Under new leadership, Nissan wants to reclaim its leadership in electric vehicles. But it’s going to downplay affordable electric cars like the Leaf hatchback. Instead, newly minted CEO Makoto Uchida wants Nissan EVs to have robust features, long range, and higher prices that would bring higher profits. The new strategy will start with a new pure-electric crossover SUV, based on the Ariya concept, that would sell in Europe for the equivalent of between $55,000 and $78,000.
Nissan will position the Ariya EV as a premium vehicle, according to Automotive News Europe. The company believes the crossover can compete as a high-end product based on long-range as well as using Nissan’s latest ProPilot semi-autonomous system. It could be an excruciating two years until the Ariya arrives in the US, perhaps by late 2021.
Nissan will continue to offer its two existing EVs in Europe: the Leaf and e-NV200 van. Also, the company will try to standardize the electric powertrain technology used by Nissan and Renault vehicles. The Nissan LEAF and Renault Zoe EV were developed separately. But now the two brands will develop a shared EV platform that will also underpin the Ariya.
Automotive News Europe reported that the Ariya was going to be badged as an Infiniti before the luxury brand was discontinued in Europe.
Under the former CEO Carlos Ghosn, the Leaf’s price was discounted to stimulate sales, which was criticized by the new leadership.
Hiroto Saikawa, who served as Nissan’s chief executive for less than three years, stepped down in September. He said that price cuts and big sales targets tarnished the Leaf’s image. “What really destroyed Leaf’s product value was when we vastly cut the lease price for Leaf in the US. Since then, Leaf’s image is that of a discount car,” Mr. Saikawa said.
Meanwhile, Uchida, who became Nissan’s CEO this week, wants to shift the focus of EV’s strategy from volume to profitability. In a move that runs counter to establishing Nissan as an EV leader, Uchida also wants to diversify Nissan’s electrification strategy, as he wrote in July:
As EV markets develop rapidly, they face challenges, including reduced government incentives, charging infrastructures that remain inadequate in most of the world, concerns about the driving range of current EV battery technology, and the need for faster EV development.
There is no “one size fits all” solution for all countries and all regions, as they differ in size, economic strength, infrastructure, and customer needs. We are also continuing to research other EV technologies like hydrogen, fuel cells, hybrid, and others to see how they can also be part of the long-term solution.
So expect Nissan to add more conventional hybrids and plug-in hybrids as well. (Uchida threw in hydrogen for good measure!) In another backward move, Nissan wants to catch up with Toyota on hybrids, which according to Automotive News Europe represent half of Toyota sales in Europe. Nissan set a target of making “electrified” vehicles represent 42% of its European sales by 2022. (An Automotive News photo caption conflates that “electrified” target with “EVs.”)
Nissan said it would use Mitsubishi’s plug-in hybrid technology. But other details were not provided. In October, Nissan also said it was testing a new high-power, twin-motor, all-wheel-drive EV technology for the company’s next generation of EVs.
The rise in EV popularity was based on positioning electric cars as desirable, premium vehicles. Tesla is the most potent example. So a well-appointed 300-mile Nissan Ariya crossover looks promising (when it finally arrives in about late 2021).
What’s proven more difficult is selling high-volume, affordable EVs with modest driving ranges. This will also be a challenge for Volkswagen and General Motors as it tries to sell electric vehicles to the masses.

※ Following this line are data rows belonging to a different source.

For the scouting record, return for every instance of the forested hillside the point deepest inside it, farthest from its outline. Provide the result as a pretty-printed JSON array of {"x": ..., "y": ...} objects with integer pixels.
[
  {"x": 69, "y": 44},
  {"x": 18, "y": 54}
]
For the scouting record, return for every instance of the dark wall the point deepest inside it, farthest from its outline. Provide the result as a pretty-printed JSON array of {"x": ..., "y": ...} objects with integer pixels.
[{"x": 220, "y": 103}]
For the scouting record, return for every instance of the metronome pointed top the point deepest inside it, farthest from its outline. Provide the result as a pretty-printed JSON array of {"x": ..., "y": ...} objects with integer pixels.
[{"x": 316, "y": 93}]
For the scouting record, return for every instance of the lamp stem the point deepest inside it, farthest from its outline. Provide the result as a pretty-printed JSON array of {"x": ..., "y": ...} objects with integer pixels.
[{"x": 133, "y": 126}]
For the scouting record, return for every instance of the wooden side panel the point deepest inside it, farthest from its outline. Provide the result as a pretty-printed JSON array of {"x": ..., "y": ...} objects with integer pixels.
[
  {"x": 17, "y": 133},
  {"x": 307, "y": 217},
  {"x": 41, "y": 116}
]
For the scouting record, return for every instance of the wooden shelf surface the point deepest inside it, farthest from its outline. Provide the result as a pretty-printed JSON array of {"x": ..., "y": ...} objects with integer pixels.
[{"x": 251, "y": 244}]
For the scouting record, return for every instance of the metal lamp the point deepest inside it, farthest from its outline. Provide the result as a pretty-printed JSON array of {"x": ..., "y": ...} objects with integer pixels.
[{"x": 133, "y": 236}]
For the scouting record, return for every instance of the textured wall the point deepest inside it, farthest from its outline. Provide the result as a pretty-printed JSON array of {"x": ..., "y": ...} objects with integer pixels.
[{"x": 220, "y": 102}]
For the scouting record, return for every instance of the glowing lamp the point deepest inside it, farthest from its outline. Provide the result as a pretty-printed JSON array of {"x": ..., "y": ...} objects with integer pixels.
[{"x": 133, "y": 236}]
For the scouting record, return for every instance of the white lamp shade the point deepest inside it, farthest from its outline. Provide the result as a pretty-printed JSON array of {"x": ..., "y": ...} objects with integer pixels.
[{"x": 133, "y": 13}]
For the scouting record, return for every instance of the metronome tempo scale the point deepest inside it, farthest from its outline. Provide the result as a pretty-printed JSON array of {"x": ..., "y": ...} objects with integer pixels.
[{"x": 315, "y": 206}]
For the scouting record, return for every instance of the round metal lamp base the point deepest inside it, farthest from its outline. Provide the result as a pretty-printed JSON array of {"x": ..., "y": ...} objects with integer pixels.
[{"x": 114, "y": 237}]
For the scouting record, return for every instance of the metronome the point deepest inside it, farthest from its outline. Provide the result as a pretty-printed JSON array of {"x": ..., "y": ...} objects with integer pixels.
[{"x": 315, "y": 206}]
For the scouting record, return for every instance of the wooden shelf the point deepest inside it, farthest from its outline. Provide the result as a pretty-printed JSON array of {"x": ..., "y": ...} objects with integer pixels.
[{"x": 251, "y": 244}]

The least expensive available Tesla Model 3 is $39,400 (with no tax credit starting next month).
Nonetheless, the Leaf’s declining presence can’t be blamed on offering Nissan’s EV at a competitive price and in large volumes. After a bold start nearly 10 years ago, Nissan failed to upgrade the Leaf’s range to meet rising competition. And it didn’t deliver on promises for a full lineup of EVs.
If Nissan hadn’t taken its eyes off the prize, it could still be an EV leader. Instead, the company has to join the back of the line and play catch up.